Senate Bill 1208 (Substitute H-1)
Sponsor: Rep. John J.H. Schwarz, M.D.
Committee: Health Policy
Complete to 12-7-00
A SUMMARY OF SENATE BILL 1208 (SUBSTITUTE H-1)
Public Act 251 of 2000 created the Patient's Right to Independent Review Act (PRIRA). The act enables persons with health insurance to request a review by an independent review organization (IRO) to resolve disputes over covered benefits. Requests for reviews are submitted to the commissioner of the Office of Financial Services (OFIS). If a preliminary review by the commissioner determines that the request meets specified criteria for an external review, the case is assigned to an IRO. Under current language in the act, the IROs specifically review issues of medical necessity and clinical review criteria and the commissioner is charged with reviewing the recommendation of an IRO to ensure that it is not contrary to the terms of coverage under the person's health benefit plan.

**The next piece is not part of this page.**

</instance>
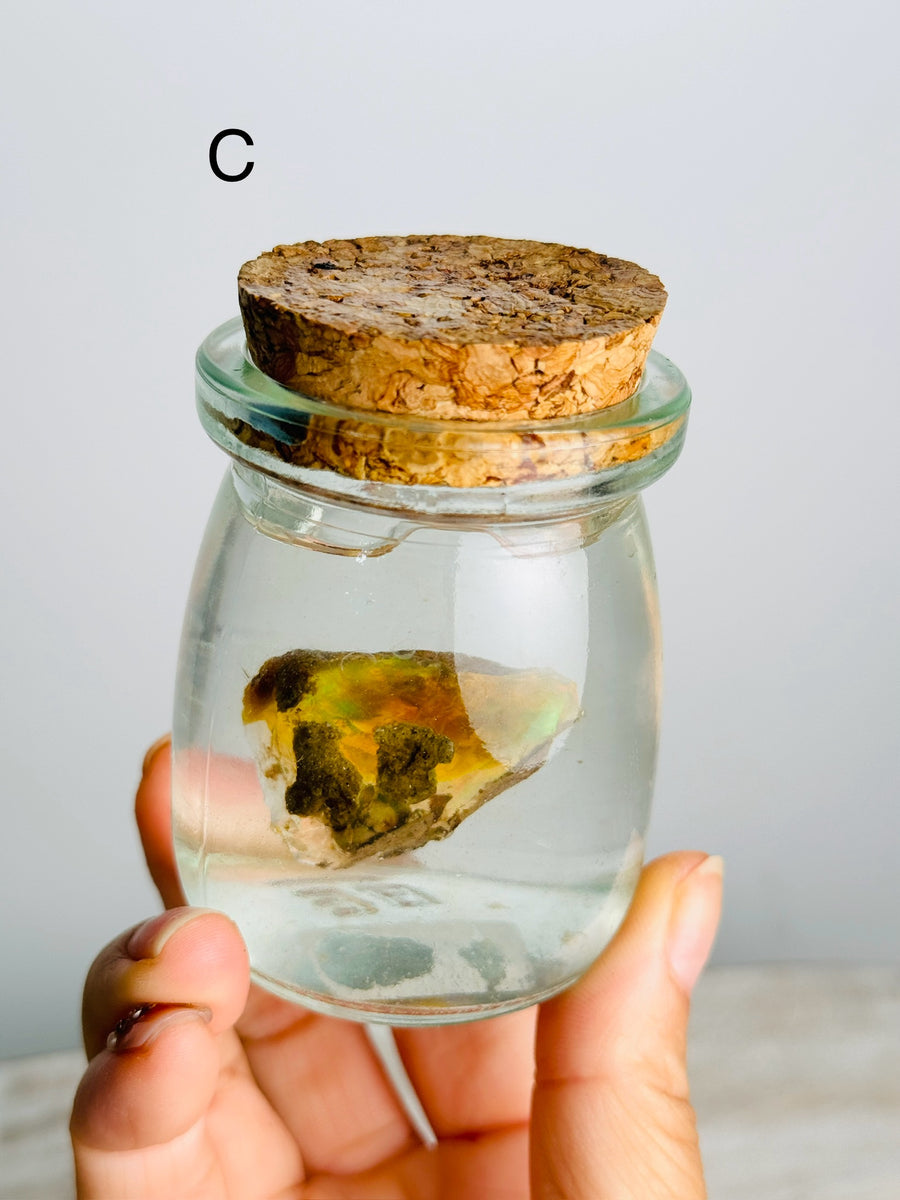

Senate Bill 1208 would amend the PRIRA to allow the commissioner to keep a request for an external review and to conduct the external review if the request did not appear to involve issues of medical necessity or clinical review criteria, but only appeared to involve a question of the contractual provisions of a person's health benefit plan, such as covered benefits or accuracy of coding. A written notification, in plain English, would have to be provided by the commissioner within 14 days to the person making the request and to the health carrier that he or she would be keeping the plan for review. The commissioner would have to adhere to all time frames and all criteria in the act that pertain to external reviews done by IROs. If at any time during the commissioner's review of a disputed claim it appeared that the claim involved issues of medical necessity or clinical review criteria, the commissioner would have to immediately assign the request to an IRO. Since reviews could then be done by either an IRO or by the commissioner, some references in the act to an IRO would be changed to "reviewing entity".
The act specifies criteria that the commissioner must use when conducting a preliminary review of a request for an external review. The bill would add that the commissioner must determine whether the health care service that was the subject of the adverse determination or final adverse determination appeared to involve issues of medical necessity or clinical review criteria. The bill would also clarify that the commissioner would be required to assign issues of medical necessity or clinical review criteria to an IRO. Further, under the act, an external review decision and an expedited external review decision are the final administrative remedies available. The bill would add that a person could appeal the external review decision to an appropriate circuit court no later than 60 days from the date of the decision.